Zachary's excitement over joining the Cub Scouts may just land him in reform school for 45 days.
Zachary was suspended from his 1st grade class in Delaware's Christina School District after bringing a camping utensil - a combination knife/fork/spoon - to use at lunch, prompting calls to reexamine schools' zero-tolerance policy for bringing weapons to school.
Asked why he brought it to school, Zachary said he just wanted to eat lunch with the tool. "It's just a cool camping utensil," he said.
"He wasn't waving it around," Debbie Christie told "The Early Show." "He told her (teacher) that he was taking it to lunch."

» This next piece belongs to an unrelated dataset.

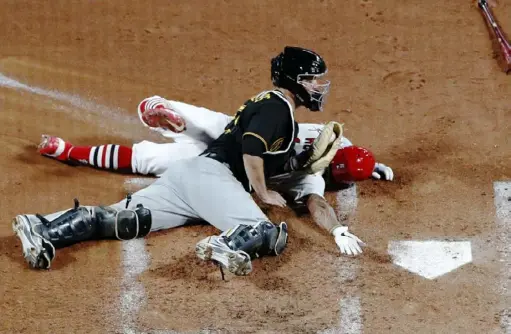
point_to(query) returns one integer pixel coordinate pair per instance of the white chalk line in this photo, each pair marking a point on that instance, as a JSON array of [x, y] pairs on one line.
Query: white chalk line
[[135, 258], [502, 201], [92, 108], [350, 305]]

Zero tolerance policies were instituted in many school districts across the country, at least in part due to violence at Columbine and Virginia Tech, the report notes. Their rigid enforcement is designed to eliminate the appearance of bias or discrimination on the part of school officials.
State Representative Teresa L. Schooley wrote the disciplinary committee, asking each member to "consider the situation, get all the facts, find out about Zach and his family and then act with common sense for the well-being of this child."
But the strict enforcement of the policy has its supporters.
"There is no parent who wants to get a phone call where they hear that their child no longer has two good seeing eyes because there was a scuffle and someone pulled out a knife," said George Evans, the school district board's president.
There has been a move to give school officials more flexibility in "weapon"-related incidents. After a third-grade girl was expelled for a year after bringing in a knife to cut the birthday cake her grandmother sent in to the class, a new law was passed allowing officials to modify punishments on a case-by-case basis. But that was for expulsions, not suspensions as Zachary is faced with. Another revision to the law is being drafted to address suspensions, according to the report.
For now, Zachary will be taught at home, which he says he likes, but misses his friends at school.
"I don't think the punishment should be this bad."